My mom and I are on our way to becoming professional patio hoppers.
We toured the patios of the Texas Hill country and ended up stopping at Luckenbach, a “city” that when I was teenager was described as “having a population of two, but one died.” The city has become famous through Willie Nelson, as its post office has now turned into a gift shop surrounded by a bar, outdoor music venue and dance hall that is frequented by country and folk musicians. Although it has grown, the vibe has remained the same. It felt like coming home again.
And when they receive the care they need, they respond with growth.
The first year, they sleep. The second year, they creep. And the third year, they leap.
And I thought back to my own growth process after divorce. The slow, almost undetectable changes of the first year. The gradual improvements of the second. And the radical changes in year three as the behind the scenes work paid off.

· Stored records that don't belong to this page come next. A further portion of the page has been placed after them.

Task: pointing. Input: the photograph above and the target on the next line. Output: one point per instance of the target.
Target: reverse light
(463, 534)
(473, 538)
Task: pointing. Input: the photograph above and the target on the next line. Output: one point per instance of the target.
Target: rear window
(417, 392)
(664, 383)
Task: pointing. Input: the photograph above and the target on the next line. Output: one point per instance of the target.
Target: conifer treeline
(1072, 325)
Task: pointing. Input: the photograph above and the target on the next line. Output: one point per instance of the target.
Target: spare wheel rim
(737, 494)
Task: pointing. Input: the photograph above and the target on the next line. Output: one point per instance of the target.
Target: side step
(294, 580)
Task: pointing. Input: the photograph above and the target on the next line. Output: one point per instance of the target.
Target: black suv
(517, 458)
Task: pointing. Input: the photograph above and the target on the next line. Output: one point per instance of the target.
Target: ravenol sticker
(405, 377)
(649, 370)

Provide nurture in your sleep year. Surround yourself with support. Feed your hope and your soul. Be gentle and kind to your displaced heart.
Be patient in your creep year. Remove any weeds that invade your life. Continue to seek out supplemental support, yet also learn to trust that you can survive periods of harshness.
Celebrate your leap year. Don’t hesitate to show your true colors and live out loud. Know that your early work has built a strong foundation that will withstand even the most savage storms.